A motorized burr grinder does require some upfront investment, but it’s less than the price of many Keurig brewers, and a good one will last for years. I put my first Baratza burr grinder to use for more than a decade, working out to just pennies per cup over its lifetime. A less costly option is to buy a burr grinder that you manually power by turning a crank. I pack one of these when I travel, and it’s effective, but beware that it may require more labor than you want to exert first thing in the morning. (Then again, with gyms currently closed down, a manual grinder might be just what you need for a quick arm workout — just remember to alternate arms each morning.)
It’s also worth getting a digital kitchen scale to measure out consistent ratios of coffee to water; for most brewing methods, recommendations range from between 15-18 grams of water for every gram of coffee.
The next question is whether to brew with an automated brewer or take a more manual approach. Coffee machines are not all created equal, and many aren’t up to the task of brewing a great cup of coffee. Peter notes that common failings include brew baskets too small to hold the right ratio of water to coffee, inability to brew within the ideal range of water temperature, and uneven extraction at different parts of the basket.
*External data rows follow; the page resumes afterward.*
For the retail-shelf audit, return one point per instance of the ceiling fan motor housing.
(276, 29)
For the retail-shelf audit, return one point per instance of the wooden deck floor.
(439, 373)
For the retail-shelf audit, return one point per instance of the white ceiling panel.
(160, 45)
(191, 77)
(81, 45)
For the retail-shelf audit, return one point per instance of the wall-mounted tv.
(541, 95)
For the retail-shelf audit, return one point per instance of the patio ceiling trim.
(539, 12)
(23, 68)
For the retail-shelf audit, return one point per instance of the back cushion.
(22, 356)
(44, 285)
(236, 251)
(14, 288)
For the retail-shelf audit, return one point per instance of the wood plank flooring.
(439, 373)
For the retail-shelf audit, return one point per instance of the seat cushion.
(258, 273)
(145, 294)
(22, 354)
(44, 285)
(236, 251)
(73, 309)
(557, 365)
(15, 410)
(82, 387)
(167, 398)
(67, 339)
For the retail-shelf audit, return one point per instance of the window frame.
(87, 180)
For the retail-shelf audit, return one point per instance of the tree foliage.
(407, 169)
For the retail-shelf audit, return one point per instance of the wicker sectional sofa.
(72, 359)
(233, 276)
The Specialty Coffee Association offers a certification program for machines that pass their range of tests, and a quality coffee brewer may be appealing for those who know they won’t be up for a more involved process.
That said, the process of preparing an excellent cup of coffee can become an enjoyable part of one’s morning ritual. Like mastering any skill, learning how to manually brew can be deeply satisfying in a way that using an automated machine is not.
“A coffee brewing machine is a black box,” says Peter. “When you do it yourself, you get to understand the dynamics, and those dynamics are beautiful.”
Broadly speaking, manual brewing techniques fall into two approaches: immersion and pour over. With the former, coffee grounds are immersed in hot water and filtered out before serving. The French press is a classic example of immersion brewing, straightforward to use and producing a rich cup of coffee. The Aeropress is another favorite of coffee enthusiasts, due in part to its versatility; baristas have published different techniques for using the Aeropress that vary the brewing time, grind size, water temperature, coffee-to-water ratio and even the orientation of the brewer. It’s an excellent option for brewing one cup at a time.
Pour-over brewing is a more dynamic process, requiring the user to manually pour water onto the grounds as gravity pulls coffee through the filter. It’s less foolproof than immersion brewing, with more risk of uneven extraction or “channeling,” the term for when water rushes through one part of the coffee bed. A gooseneck kettle gives the user more control over the flow of water, and the choice of using a flat-bottomed or conical basket will also affect the final cup.
“Changing the basket geometry makes a huge difference in the flavor of the coffee,” says Peter, “and which is better depends on the coffee.” A few popular pour-over brewers are the Hario V60, Kalita and Chemex.
The best techniques for brewing vary with the type of coffee used and — above all — the preferences and predilection of the end user. Experimenting and learning about one’s palate are part of the fun, but it’s worth checking out online tutorials for your brew method of choice to establish a baseline recipe.
With the crunch of commuting to work taken off many of our shoulders, you have an opportunity to invest a little more care into your daily coffee preparation. Dial in your skills now and be rewarded with better coffee for life.